“Facing Stigma” with Adam S.
“I grew up on eastern Long Island and watched a lot of CHIPS so I knew I wanted to be a pilot or cop. Once I realized how much math was involved to be a pilot, it sealed the deal on becoming a cop. I knew I wanted to do police work but my dad convinced me to do at least two years of community college before applying. The departments on Long Island were two of the hardest to get into so I started applying elsewhere. A friend of mine told me about the Arlington, VA police department and I’ve been here ever since 1990. I’ve seen and experienced quite a lot during my time here. I was a first responder at the Pentagon on 9/11 and that was a very sobering moment. I was grateful to be behind the yellow tape, but also to help the military and direct people outside of the building to help keep them safe. Afterward we did a lot of VIP motorcades and some for the families that were involved or the bodies that were recovered. About six months after that I was driving down the road in my car and started crying. I wasn’t making any connection to what was going on until I remembered our EAP office said that sometimes when you experience traumatic events it takes about six months to kick in. During that time I was depressed and trying not to put myself in danger but there was this feeling of wanting something to happen that would put me out of this internal misery. My wife ended up finding out about a relationship outside of our marriage so we got into an argument and in that short period of time, I became completely detached and grabbed my off duty pistol and almost did something I was really going to regret. I could hear my wife talking to me outside the door and my dog barking; it kind of brought me back and out of this fog. I went to the hospital after that and couldn’t leave until they said everything was clear. I didn’t think I’d be able to get back on the force but thankfully I was able to go through my inpatient and outpatient treatment and make my way back after some time off.

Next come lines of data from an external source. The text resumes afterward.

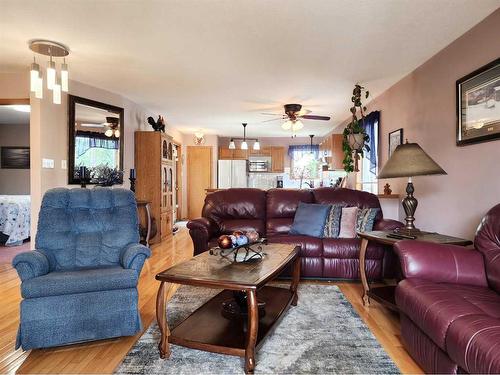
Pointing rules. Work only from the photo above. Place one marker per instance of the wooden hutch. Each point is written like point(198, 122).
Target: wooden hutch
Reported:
point(155, 178)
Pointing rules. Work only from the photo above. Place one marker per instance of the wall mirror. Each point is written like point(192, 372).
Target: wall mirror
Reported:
point(95, 142)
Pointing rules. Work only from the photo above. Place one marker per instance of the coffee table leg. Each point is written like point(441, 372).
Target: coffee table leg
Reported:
point(161, 318)
point(253, 325)
point(295, 281)
point(362, 271)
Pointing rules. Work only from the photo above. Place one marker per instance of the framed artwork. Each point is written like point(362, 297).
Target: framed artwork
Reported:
point(15, 157)
point(395, 139)
point(478, 105)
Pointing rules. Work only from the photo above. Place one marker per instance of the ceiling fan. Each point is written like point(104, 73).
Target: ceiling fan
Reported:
point(293, 114)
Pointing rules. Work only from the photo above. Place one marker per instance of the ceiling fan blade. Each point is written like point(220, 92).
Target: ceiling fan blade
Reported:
point(303, 112)
point(316, 117)
point(273, 119)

I had this great police career where it’s truth, justice, and the American way, but my personal life and relationships were terrible before that incident. I’m still on medication and see my therapist every two weeks, but I’m certainly more self aware. I really had to become honest with myself and address some of the underlying issues I was facing rather than withholding pertinent information from my therapist. Once I started to unpack some of that trauma, I realized that a big catalyst for a lot of this started from my experience as a teenager being sexually abused by a camp counselor over the course of a few summers. Things are so much clearer now that I’m able to see it from this higher vantage point. I’m definitely ok now with being happy. Since then, I’ve been able to help my department build a pretty robust peer support system and mental health awareness program. The area has also grown significantly since my time here and policing has certainly changed with all of the issues going on. We’ve been fortunate in Arlington that our relationship with the community has always been community-based so it’s been solid. I’m lucky to have been in this particular area and this department in that regard. The only real issues we’ve had were with a few people that came from out of town for the riots in DC. The two individuals who had the hardest time were the two African-American officers in our unit. They were getting berated by people and that really hurt me because they’re black and they’re blue and just trying to do their jobs. That hurt me most of all knowing my friends had to go through that. We’re close enough though as a squad that we talked through all that. They gave their opinions of how things are and when I talk about situations like that, I always say I don’t know what it’s like to be black and how it feels. I guess the bigger picture and what I’m trying to say is that I’m more empathetic and sympathetic to what people go through and their backgrounds. As corny as it sounds, it’s great to be out there doing the right thing and helping people out. I just want to leave the community with a good impression and be a better friend and partner; that’s what means the most to me.”